Categories

Versions

Vector Linear Regression (RapidMiner Studio Core)

Synopsis

This operator calculates a vector linear regression model from the input ExampleSet.

Description

Regression is a technique used for numerical prediction. Regression is a statistical measure that attempts to determine the strength of the relationship between one dependent variable ( i.e. the label attribute) and a series of other changing variables known as independent variables (regular attributes). Just like Classification is used for predicting categorical labels, Regression is used for predicting a continuous value. For example, we may wish to predict the salary of university graduates with 5 years of work experience, or the potential sales of a new product given its price. Regression is often used to determine how much specific factors such as the price of a commodity, interest rates, particular industries or sectors influence the price movement of an asset.

Linear regression attempts to model the relationship between a scalar variable and one or more explanatory variables by fitting a linear equation to observed data.
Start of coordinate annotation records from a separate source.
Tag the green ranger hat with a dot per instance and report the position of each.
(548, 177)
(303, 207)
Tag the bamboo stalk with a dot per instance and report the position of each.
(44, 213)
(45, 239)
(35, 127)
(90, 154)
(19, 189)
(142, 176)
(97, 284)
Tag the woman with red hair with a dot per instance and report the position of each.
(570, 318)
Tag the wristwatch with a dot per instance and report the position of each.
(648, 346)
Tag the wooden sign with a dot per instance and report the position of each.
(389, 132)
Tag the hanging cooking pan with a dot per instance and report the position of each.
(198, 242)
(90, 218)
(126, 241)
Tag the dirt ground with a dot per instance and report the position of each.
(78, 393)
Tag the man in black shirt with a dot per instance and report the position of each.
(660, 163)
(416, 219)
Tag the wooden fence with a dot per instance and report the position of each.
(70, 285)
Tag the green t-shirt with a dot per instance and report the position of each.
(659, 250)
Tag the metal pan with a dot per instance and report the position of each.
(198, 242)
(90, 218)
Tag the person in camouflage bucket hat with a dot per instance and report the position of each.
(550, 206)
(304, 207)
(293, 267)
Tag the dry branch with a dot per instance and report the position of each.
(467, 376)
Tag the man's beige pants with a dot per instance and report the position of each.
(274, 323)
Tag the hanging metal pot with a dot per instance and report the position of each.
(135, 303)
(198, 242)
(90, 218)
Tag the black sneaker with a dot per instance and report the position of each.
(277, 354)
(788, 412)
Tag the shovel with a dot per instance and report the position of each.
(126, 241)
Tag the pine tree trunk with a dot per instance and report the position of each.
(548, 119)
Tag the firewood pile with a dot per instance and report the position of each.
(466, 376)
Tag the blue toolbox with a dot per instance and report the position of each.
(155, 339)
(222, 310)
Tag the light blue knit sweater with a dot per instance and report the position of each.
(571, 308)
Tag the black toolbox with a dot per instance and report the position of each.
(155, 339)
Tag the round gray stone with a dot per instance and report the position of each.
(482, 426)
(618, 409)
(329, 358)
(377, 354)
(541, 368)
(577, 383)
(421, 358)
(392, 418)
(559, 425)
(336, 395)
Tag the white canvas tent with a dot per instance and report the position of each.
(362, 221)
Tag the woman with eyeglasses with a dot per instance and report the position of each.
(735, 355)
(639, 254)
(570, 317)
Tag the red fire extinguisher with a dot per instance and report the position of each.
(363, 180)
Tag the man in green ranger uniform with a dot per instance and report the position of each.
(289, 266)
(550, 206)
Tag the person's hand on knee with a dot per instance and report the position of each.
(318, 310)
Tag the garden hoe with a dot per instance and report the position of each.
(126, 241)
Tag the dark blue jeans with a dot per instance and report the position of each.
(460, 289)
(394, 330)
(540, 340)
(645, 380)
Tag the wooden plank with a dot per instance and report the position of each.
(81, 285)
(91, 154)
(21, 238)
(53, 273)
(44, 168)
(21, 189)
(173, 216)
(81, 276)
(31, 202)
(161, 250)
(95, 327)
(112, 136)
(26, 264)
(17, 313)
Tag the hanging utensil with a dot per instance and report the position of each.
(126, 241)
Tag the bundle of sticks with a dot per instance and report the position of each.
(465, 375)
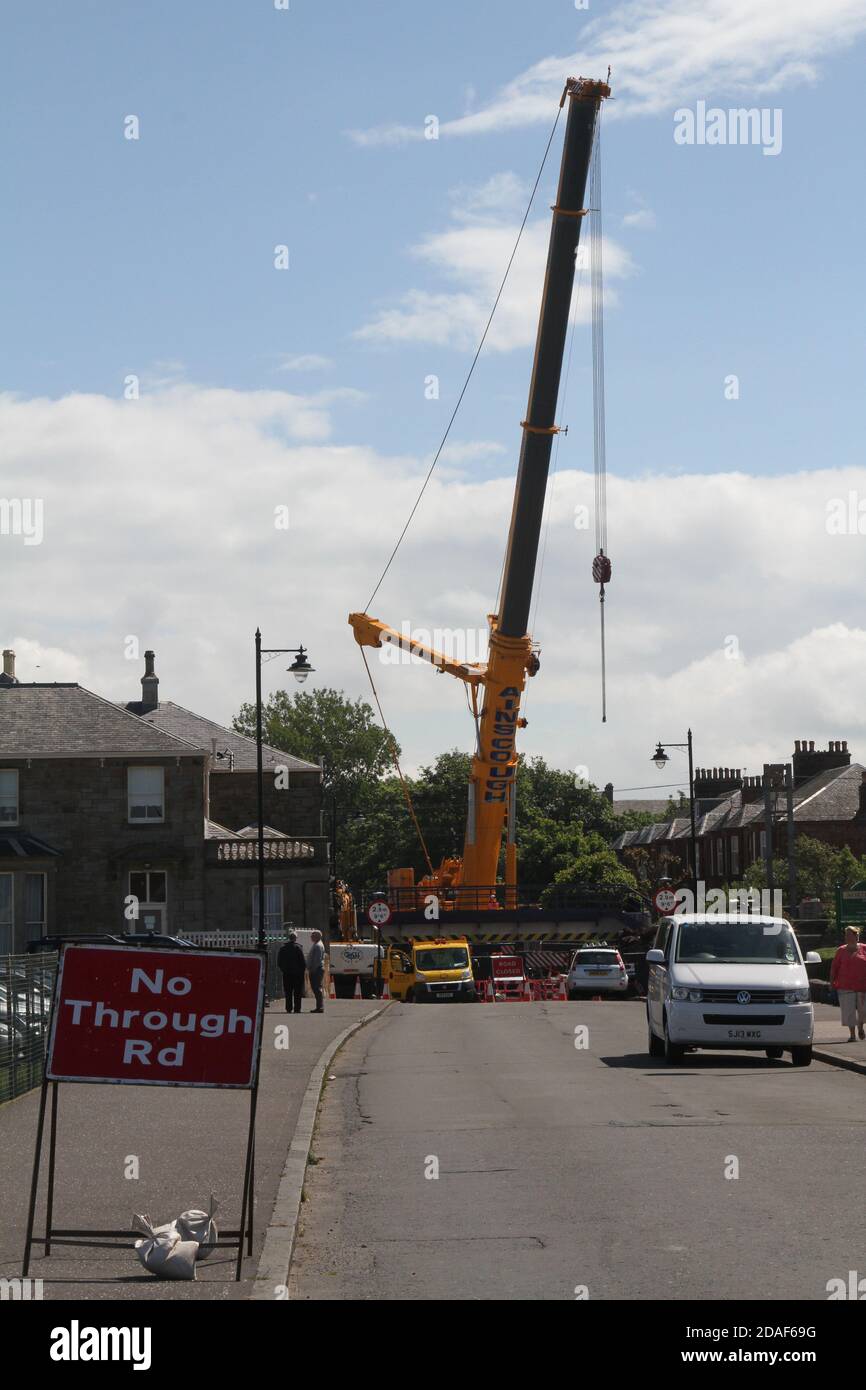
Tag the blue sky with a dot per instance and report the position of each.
(154, 257)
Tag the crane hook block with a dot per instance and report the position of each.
(601, 569)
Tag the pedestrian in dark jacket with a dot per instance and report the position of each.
(292, 963)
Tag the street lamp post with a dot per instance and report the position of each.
(300, 669)
(660, 759)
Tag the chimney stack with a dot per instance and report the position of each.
(150, 685)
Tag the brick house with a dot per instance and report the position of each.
(829, 805)
(102, 804)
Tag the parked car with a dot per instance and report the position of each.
(729, 980)
(104, 938)
(597, 970)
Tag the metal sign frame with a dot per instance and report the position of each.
(109, 1239)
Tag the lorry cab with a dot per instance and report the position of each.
(433, 970)
(729, 980)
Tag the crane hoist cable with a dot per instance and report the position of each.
(474, 362)
(601, 565)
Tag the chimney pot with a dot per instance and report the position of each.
(150, 685)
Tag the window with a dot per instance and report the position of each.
(273, 908)
(6, 913)
(146, 792)
(9, 795)
(34, 906)
(149, 890)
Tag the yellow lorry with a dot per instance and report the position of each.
(430, 970)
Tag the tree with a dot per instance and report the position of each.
(324, 723)
(597, 870)
(818, 869)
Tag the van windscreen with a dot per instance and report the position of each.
(737, 943)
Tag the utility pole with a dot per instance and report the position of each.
(791, 861)
(768, 827)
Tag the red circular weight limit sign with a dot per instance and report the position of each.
(665, 901)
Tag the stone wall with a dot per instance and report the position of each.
(295, 809)
(78, 805)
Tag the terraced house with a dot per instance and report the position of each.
(829, 805)
(110, 809)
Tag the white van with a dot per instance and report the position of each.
(729, 980)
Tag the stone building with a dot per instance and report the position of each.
(106, 808)
(829, 805)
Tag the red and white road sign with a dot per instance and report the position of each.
(156, 1018)
(665, 901)
(378, 913)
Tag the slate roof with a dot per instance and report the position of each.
(833, 795)
(25, 847)
(41, 720)
(181, 723)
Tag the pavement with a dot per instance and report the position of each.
(478, 1153)
(831, 1040)
(188, 1144)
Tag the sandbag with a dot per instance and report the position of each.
(200, 1226)
(163, 1253)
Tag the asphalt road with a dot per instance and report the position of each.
(565, 1168)
(188, 1144)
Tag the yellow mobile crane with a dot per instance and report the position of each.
(495, 687)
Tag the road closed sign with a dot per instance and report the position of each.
(156, 1018)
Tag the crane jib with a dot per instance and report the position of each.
(540, 423)
(502, 745)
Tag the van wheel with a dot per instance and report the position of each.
(673, 1051)
(655, 1045)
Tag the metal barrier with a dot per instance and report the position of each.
(245, 941)
(27, 983)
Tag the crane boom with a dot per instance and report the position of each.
(491, 794)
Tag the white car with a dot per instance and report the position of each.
(729, 980)
(597, 970)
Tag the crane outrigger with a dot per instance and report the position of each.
(495, 687)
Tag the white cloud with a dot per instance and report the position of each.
(644, 218)
(666, 53)
(160, 524)
(474, 257)
(470, 451)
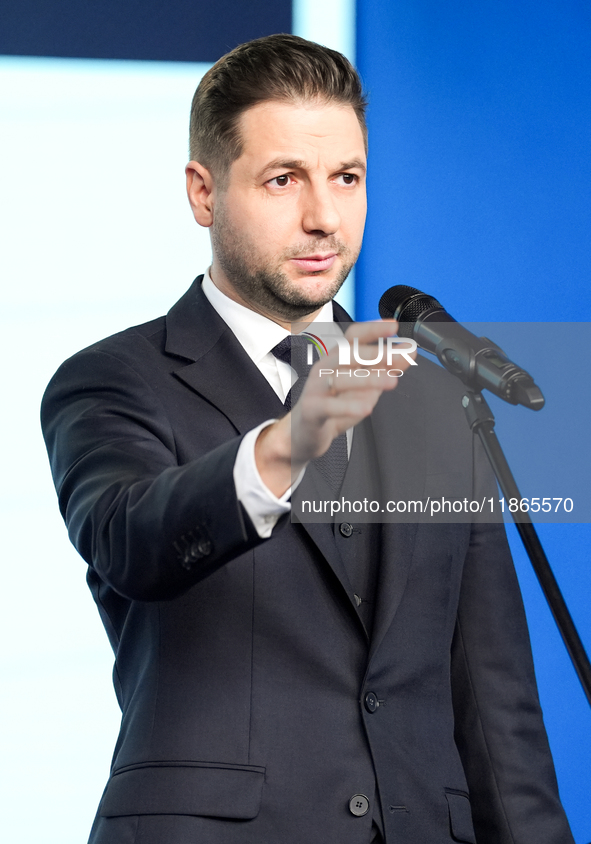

For example, one might want to relate the weights of individuals to their heights using a linear regression model.

This operator performs a vector linear regression. It regresses all regular attributes upon a vector of labels. The attributes forming the vector should be marked as special, the special role names of all label attributes should start with 'label'.

Input

  • training set (Data Table)

    This input port expects an ExampleSet. This operator cannot handle nominal attributes; it can be applied on data sets with numeric attributes. Thus often you may have to use the Nominal to Numerical operator before application of this operator.

Output

  • model (Linear Regression Model)

    The regression model is delivered from this output port. This model can now be applied on unseen data sets.

  • example set (Data Table)

    The ExampleSet that was given as input is passed without changing to the output through this port. This is usually used to reuse the same ExampleSet in further operators or to view the ExampleSet in the Results Workspace.

Parameters

  • use_biasThis parameter indicates if an intercept value should be calculated or not. Range: boolean
  • ridgeThis parameter specifies the ridge parameter for using in ridge regression. Range: real

Tutorial Processes

Applying the Vector Linear Regression operator on the Polynomial data set

The 'Polynomial' data set is loaded using the Retrieve operator. The Split Data operator is applied for splitting the ExampleSet into training and testing data sets. The Vector Linear Regression operator is applied on the training data set with default values of all parameters. The regression model generated by the Vector Linear Regression operator is applied on the testing data set of the 'Polynomial' data set using the Apply Model operator. The resultant labeled data from the Apply Model operator can be seen in the Results Workspace.